Cutting through the Fog – Corporate Secrets and Beneficial Ownership

David Cameron promised last week at the Open Government Partnership Summit that companies registered in the UK would be obliged to reveal their ultimate ownership and that the public would have access to those records.

This was a major statement of intent: evidence that the UK was not going to condone the opacity of companies or owners that could possibly be engaged in criminal dealings or those who are perfectly innocent but choose to inhabit the same smog-bound territory of corporate secrecy.

Why the secrets?

More accountability is a hard-won struggle in an era where our secrets are open to secret services like the NSA and where government secrecy is hard to lessen, Through all this opening up, companies (and Trusts) operating on an international level have reatained an unwelcome ability to shield themselves from public view. At a time of real debate about privacy (Snowden, The Guardian, the NSA, Angela Merkel’s mobile), companies that seek privacy have remained relatively immune.

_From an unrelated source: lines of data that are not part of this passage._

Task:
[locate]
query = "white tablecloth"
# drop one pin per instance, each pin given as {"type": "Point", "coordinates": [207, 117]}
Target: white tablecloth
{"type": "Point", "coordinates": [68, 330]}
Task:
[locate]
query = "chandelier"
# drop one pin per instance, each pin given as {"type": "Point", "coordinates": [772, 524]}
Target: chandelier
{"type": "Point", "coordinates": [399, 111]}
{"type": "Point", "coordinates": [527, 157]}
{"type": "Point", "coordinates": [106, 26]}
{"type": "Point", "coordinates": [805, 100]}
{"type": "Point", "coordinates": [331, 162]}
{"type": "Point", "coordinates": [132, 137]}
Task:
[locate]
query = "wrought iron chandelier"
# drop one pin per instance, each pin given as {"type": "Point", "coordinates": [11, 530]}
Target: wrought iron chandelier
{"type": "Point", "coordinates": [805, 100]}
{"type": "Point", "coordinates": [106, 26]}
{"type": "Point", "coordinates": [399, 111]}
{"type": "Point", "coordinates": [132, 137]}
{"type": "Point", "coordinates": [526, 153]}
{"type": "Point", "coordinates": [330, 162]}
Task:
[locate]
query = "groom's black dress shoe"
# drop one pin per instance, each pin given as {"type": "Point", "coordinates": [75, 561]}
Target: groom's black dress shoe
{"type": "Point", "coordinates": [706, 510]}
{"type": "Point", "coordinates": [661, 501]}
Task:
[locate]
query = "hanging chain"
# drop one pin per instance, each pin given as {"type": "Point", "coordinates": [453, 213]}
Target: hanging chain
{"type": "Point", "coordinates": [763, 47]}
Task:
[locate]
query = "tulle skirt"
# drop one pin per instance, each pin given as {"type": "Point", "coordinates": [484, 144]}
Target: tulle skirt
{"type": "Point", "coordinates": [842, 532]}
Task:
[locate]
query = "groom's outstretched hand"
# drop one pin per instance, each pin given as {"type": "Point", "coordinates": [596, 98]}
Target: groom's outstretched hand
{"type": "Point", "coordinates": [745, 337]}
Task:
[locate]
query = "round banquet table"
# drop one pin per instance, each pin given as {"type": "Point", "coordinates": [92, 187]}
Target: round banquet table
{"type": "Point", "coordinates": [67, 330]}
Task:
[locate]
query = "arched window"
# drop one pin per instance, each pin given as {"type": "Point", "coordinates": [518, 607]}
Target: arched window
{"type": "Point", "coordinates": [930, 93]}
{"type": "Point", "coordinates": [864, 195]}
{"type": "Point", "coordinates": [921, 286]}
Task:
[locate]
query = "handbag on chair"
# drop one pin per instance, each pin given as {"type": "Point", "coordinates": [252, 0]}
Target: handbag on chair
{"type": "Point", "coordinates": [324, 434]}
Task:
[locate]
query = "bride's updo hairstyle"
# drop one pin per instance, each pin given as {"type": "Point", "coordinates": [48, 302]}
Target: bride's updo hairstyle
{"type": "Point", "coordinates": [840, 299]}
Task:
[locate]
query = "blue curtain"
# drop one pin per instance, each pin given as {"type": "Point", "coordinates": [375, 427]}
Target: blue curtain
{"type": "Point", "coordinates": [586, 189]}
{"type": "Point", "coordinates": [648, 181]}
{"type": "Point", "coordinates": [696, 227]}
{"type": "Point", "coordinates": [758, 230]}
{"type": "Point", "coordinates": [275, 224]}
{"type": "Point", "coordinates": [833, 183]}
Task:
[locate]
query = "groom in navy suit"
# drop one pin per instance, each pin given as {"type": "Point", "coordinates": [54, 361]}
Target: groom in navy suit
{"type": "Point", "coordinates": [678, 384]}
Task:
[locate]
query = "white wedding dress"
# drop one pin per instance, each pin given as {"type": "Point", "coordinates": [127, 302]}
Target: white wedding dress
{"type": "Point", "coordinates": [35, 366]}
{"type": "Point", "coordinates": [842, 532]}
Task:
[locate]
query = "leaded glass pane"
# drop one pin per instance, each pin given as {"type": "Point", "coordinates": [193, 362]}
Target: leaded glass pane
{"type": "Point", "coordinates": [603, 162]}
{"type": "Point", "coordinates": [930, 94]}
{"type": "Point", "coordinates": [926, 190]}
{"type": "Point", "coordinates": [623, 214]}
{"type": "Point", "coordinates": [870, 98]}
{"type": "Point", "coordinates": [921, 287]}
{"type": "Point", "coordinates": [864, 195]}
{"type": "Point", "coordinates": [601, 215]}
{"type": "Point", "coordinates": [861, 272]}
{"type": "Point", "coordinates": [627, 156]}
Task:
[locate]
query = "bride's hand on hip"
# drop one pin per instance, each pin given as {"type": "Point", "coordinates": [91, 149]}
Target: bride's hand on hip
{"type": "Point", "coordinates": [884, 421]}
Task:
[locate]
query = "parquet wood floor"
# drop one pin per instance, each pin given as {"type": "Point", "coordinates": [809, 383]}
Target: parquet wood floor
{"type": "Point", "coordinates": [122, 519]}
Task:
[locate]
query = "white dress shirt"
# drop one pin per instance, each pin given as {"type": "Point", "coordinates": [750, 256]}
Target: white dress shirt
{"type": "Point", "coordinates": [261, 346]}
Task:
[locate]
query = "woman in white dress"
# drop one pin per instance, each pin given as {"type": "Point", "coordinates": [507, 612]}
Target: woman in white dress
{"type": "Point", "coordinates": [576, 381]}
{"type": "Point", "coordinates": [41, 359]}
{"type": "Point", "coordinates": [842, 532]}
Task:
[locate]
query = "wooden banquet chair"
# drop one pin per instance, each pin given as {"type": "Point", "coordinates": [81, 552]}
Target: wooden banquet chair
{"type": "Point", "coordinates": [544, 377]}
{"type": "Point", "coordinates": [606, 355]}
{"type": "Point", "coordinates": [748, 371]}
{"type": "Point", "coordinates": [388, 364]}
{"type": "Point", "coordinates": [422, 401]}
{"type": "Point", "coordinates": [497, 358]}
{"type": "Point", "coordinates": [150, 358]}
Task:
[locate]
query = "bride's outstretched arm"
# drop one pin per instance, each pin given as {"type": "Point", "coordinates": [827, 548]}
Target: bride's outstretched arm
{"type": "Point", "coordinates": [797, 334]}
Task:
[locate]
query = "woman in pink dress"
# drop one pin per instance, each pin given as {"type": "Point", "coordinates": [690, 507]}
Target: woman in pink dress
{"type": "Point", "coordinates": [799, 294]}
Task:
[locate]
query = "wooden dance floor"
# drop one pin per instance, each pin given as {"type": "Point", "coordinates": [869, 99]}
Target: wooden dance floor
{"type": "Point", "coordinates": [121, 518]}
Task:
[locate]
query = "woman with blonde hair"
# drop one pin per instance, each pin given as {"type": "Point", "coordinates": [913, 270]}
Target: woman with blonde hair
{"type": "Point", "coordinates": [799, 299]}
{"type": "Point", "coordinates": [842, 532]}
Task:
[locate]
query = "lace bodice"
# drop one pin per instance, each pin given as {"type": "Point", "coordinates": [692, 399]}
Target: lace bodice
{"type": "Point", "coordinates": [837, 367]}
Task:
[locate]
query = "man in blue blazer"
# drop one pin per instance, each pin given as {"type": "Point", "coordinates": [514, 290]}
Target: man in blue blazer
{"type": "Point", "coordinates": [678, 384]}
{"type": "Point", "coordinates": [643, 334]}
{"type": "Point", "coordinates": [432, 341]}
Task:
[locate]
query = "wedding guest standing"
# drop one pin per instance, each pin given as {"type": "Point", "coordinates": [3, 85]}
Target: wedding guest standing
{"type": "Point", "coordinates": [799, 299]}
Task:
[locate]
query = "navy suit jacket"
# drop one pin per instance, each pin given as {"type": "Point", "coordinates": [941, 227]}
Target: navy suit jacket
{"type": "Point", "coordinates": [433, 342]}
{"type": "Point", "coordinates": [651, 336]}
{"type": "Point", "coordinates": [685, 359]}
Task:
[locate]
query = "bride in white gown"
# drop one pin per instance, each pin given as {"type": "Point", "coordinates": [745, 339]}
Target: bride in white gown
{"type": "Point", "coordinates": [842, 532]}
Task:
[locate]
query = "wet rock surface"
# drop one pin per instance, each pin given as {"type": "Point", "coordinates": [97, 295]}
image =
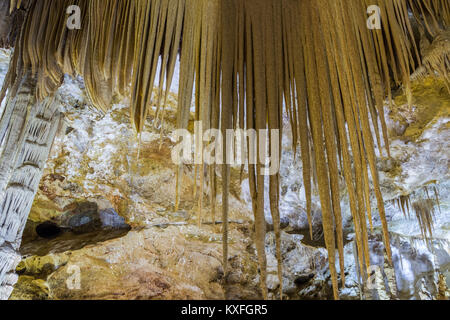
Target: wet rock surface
{"type": "Point", "coordinates": [103, 224]}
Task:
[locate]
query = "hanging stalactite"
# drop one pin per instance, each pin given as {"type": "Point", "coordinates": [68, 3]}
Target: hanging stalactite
{"type": "Point", "coordinates": [248, 62]}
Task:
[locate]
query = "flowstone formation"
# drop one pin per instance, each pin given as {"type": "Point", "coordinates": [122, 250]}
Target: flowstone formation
{"type": "Point", "coordinates": [111, 219]}
{"type": "Point", "coordinates": [319, 69]}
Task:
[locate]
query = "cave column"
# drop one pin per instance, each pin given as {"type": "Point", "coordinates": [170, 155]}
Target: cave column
{"type": "Point", "coordinates": [27, 142]}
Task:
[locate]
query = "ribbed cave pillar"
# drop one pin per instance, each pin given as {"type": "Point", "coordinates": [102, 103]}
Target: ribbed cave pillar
{"type": "Point", "coordinates": [27, 131]}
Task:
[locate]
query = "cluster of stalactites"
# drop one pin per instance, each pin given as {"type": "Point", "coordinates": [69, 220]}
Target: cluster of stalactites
{"type": "Point", "coordinates": [245, 60]}
{"type": "Point", "coordinates": [424, 210]}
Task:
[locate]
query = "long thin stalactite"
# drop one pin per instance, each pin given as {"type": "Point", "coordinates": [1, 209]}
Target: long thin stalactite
{"type": "Point", "coordinates": [247, 63]}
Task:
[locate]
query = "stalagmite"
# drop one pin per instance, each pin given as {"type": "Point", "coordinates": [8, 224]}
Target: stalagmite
{"type": "Point", "coordinates": [27, 167]}
{"type": "Point", "coordinates": [246, 62]}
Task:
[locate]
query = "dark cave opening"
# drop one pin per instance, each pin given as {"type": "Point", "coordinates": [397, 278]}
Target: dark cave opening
{"type": "Point", "coordinates": [48, 230]}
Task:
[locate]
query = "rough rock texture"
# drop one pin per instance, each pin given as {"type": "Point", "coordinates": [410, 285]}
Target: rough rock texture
{"type": "Point", "coordinates": [103, 224]}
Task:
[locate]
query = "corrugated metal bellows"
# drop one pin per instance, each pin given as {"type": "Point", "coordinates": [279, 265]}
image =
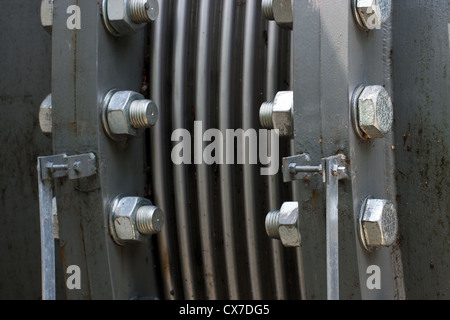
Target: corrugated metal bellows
{"type": "Point", "coordinates": [216, 62]}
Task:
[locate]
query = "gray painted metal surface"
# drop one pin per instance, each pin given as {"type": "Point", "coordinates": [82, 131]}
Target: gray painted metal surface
{"type": "Point", "coordinates": [24, 83]}
{"type": "Point", "coordinates": [421, 59]}
{"type": "Point", "coordinates": [86, 64]}
{"type": "Point", "coordinates": [332, 56]}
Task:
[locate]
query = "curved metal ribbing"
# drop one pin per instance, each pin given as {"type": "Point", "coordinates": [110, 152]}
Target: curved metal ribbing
{"type": "Point", "coordinates": [207, 64]}
{"type": "Point", "coordinates": [160, 166]}
{"type": "Point", "coordinates": [179, 109]}
{"type": "Point", "coordinates": [202, 107]}
{"type": "Point", "coordinates": [252, 16]}
{"type": "Point", "coordinates": [273, 182]}
{"type": "Point", "coordinates": [225, 122]}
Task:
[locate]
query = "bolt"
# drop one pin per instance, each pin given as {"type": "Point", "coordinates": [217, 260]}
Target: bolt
{"type": "Point", "coordinates": [143, 114]}
{"type": "Point", "coordinates": [378, 224]}
{"type": "Point", "coordinates": [45, 116]}
{"type": "Point", "coordinates": [272, 224]}
{"type": "Point", "coordinates": [279, 114]}
{"type": "Point", "coordinates": [149, 220]}
{"type": "Point", "coordinates": [123, 17]}
{"type": "Point", "coordinates": [134, 219]}
{"type": "Point", "coordinates": [265, 115]}
{"type": "Point", "coordinates": [280, 11]}
{"type": "Point", "coordinates": [284, 225]}
{"type": "Point", "coordinates": [126, 112]}
{"type": "Point", "coordinates": [143, 11]}
{"type": "Point", "coordinates": [371, 14]}
{"type": "Point", "coordinates": [267, 8]}
{"type": "Point", "coordinates": [373, 112]}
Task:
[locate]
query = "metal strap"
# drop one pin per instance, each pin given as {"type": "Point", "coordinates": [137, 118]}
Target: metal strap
{"type": "Point", "coordinates": [50, 168]}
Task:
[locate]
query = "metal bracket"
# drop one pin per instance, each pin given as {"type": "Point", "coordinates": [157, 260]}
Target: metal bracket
{"type": "Point", "coordinates": [332, 169]}
{"type": "Point", "coordinates": [51, 168]}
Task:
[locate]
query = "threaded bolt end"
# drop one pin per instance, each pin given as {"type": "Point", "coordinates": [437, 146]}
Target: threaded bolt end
{"type": "Point", "coordinates": [272, 224]}
{"type": "Point", "coordinates": [265, 115]}
{"type": "Point", "coordinates": [267, 9]}
{"type": "Point", "coordinates": [143, 11]}
{"type": "Point", "coordinates": [149, 220]}
{"type": "Point", "coordinates": [143, 114]}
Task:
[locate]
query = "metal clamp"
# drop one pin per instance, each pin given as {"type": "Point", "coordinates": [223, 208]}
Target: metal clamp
{"type": "Point", "coordinates": [51, 168]}
{"type": "Point", "coordinates": [332, 169]}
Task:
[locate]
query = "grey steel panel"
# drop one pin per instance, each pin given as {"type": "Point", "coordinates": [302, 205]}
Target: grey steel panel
{"type": "Point", "coordinates": [421, 60]}
{"type": "Point", "coordinates": [25, 81]}
{"type": "Point", "coordinates": [331, 58]}
{"type": "Point", "coordinates": [252, 17]}
{"type": "Point", "coordinates": [87, 63]}
{"type": "Point", "coordinates": [273, 182]}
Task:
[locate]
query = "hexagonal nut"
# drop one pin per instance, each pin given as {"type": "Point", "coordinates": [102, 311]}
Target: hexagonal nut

Companies are treated as individuals under the laws of most countries yet have the ability to hide their ownership and deal with their taxation (if operating multi-nationally) wherever they choose. This means, of course, that they usually choose what is right for them not for the wider society in which they operate. That is their remit. The recent shake-down of Starbucks, Google and others over taxation – which, to date, has yielded not much more than the voluntary promise of payment of a few tens of millions by Starbucks – was a tip of the iceberg moment. With corporate taxation in the UK heading downwards, the current government coalition seems determined to accept the Institute of Directors’ call for companies not to be taxed on their profits at all!

However, one thing about tax is that we can all see how much a large corporate pays in the UK (about a year after the event when it publishes its accounts). What we don’t see easily is where a company has overseas affiliates with which it “trades” – such as paying royalties for the use of its name – in secret jurisdictions where tax is often negligible.

This nonsense of transfer payments and royalties (which HMRC showed last week to the Public Account Committee it has no real understanding over) shifts massive amount offshore and out of the country where real business was done to tax havens.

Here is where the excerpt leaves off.